Hey all! I wanted to help out and felt the best way to do so would be technically. If you're a L*MP developer you'll dig this...
I've created a few command line utilities in PHP (so they should work in Windoze) that will import email dump files into an Elastic Stack. Elastic Stack is a really cool and free indexing/search engine (Elasticsearch), with a built-in visualization tool (Kibana). If you don't understand this paragraph, turn back now.
The full source code is posted on GitHub: https://github.com/ChaoticWave/LeakyThoughts
I'm working on making it a one-step install and run thing. As it stands you need to have a PHP runtime environment and an available Elastic Stack. I was thinking about making a Vagrant box with the install. But purists, like myself, would prefer to build their own. Anyway, feel free to contribute to the project, or make new requests through the Issues tab on GitHub.
You don't have to be an ubergeek to work with the data once it's been imported. The Kibana tool has a ton of built-in features to visualize the data. That, however, is not one of my strong points. So if someone who can think of a good way to visualize the data, I'd love to hear it.
The best thing I could think of was a top 500 word cloud: http://imgur.com/a/p64iQ (mirror: http://archive.is/673Rq))

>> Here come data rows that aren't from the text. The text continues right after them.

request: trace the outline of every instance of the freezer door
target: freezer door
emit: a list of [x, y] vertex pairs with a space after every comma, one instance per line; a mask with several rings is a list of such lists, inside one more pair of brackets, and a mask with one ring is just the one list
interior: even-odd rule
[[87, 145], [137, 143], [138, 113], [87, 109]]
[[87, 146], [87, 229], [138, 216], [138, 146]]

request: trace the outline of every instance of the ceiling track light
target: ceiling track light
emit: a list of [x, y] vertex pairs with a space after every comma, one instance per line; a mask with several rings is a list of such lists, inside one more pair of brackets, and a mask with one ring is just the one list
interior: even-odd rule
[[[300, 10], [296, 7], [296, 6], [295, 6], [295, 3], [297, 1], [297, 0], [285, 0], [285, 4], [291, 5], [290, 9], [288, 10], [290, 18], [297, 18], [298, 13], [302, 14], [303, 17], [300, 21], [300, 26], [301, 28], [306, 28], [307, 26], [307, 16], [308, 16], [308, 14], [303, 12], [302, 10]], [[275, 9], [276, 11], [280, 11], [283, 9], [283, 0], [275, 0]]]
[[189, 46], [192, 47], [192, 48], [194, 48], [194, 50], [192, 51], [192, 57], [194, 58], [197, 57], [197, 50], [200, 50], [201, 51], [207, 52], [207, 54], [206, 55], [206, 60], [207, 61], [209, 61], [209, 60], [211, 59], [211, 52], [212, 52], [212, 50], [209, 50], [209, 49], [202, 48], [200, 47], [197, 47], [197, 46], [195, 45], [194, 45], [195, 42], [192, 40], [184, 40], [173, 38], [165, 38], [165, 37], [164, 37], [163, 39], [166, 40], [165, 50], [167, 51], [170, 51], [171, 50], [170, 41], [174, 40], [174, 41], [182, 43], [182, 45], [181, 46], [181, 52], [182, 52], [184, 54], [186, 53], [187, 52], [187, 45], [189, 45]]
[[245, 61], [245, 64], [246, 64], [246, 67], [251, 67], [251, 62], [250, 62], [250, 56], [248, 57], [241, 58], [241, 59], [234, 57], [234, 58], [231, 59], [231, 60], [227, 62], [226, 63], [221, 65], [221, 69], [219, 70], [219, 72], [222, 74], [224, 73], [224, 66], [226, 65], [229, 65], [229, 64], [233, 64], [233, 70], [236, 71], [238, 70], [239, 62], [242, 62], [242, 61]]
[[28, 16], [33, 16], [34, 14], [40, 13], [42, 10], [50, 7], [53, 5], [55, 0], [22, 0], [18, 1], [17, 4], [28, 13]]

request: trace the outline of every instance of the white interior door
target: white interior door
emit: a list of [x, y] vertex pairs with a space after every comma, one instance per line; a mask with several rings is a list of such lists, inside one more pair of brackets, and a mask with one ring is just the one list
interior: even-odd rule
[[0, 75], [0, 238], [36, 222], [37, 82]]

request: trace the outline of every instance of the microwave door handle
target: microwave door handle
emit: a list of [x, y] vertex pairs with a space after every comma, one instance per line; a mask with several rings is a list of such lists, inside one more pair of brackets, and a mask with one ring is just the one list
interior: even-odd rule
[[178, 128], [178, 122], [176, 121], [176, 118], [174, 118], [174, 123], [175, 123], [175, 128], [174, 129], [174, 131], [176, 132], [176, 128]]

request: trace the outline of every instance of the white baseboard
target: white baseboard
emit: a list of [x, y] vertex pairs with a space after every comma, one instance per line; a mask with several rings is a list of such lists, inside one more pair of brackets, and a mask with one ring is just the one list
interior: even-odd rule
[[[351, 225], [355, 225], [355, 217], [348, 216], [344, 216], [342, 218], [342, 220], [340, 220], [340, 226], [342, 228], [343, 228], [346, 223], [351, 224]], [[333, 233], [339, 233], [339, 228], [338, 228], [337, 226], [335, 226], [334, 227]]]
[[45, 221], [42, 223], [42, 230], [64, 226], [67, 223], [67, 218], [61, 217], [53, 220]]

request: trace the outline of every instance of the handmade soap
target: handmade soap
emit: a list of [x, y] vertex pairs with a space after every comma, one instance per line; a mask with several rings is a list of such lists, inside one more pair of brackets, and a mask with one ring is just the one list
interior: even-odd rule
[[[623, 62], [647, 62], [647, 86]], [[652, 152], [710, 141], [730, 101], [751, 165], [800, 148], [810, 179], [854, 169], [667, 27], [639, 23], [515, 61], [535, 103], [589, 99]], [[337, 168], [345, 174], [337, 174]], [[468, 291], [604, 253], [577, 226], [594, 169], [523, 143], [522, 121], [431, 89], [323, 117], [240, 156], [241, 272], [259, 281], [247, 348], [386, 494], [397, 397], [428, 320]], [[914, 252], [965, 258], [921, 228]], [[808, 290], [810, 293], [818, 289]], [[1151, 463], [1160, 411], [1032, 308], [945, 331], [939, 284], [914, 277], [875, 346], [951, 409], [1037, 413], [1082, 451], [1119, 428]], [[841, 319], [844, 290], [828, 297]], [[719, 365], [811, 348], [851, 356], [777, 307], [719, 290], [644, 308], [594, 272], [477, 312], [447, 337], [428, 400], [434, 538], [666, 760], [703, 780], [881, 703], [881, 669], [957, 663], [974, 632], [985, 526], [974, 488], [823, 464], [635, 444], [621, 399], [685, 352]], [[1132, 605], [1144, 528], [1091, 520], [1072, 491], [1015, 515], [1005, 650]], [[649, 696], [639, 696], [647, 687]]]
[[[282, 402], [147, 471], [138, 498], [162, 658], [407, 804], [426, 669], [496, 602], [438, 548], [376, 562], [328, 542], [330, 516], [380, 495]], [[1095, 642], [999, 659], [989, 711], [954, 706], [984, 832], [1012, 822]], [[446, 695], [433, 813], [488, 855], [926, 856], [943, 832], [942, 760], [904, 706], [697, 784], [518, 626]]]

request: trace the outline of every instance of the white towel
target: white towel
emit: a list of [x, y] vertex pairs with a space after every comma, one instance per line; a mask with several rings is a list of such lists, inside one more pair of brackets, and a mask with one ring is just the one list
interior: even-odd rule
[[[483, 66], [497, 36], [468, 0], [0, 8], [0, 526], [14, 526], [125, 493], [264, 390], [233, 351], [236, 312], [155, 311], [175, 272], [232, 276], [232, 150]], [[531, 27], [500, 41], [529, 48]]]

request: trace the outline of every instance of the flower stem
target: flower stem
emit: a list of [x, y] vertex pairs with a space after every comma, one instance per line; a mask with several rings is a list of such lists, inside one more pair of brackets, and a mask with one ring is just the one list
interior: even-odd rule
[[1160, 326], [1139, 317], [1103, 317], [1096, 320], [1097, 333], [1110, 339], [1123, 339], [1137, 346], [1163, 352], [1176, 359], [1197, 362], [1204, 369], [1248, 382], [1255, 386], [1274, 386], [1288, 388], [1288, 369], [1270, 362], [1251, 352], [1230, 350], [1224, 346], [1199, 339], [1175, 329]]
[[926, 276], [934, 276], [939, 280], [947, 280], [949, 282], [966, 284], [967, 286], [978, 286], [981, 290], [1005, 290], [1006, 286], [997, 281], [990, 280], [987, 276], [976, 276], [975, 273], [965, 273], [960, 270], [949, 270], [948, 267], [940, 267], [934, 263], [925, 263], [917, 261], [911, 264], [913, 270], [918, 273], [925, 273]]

Last thing, the tools are not specific to any one particular dump. That is to say, any leaked or personal email files can be used as long as they are in that standard mailbox format. The README has a link to a suggested data source.
Cheers.
FoxMcCloud11 ago
Have you see this project by MIT?
https://clinton.media.mit.edu/
chaoticWave ago
I just checked that out. Pretty cool. What I built isn't anything like that really. More for text analysis.
I did notice, however, that the email [email protected] is curiously not present in that MIT database; yet shows in WikiLeaks searches. Hmmm...
chaoticWave ago
Oh wow, way to go MIT! Now I feel completely worthless... lol
Thanks though, that is really cool.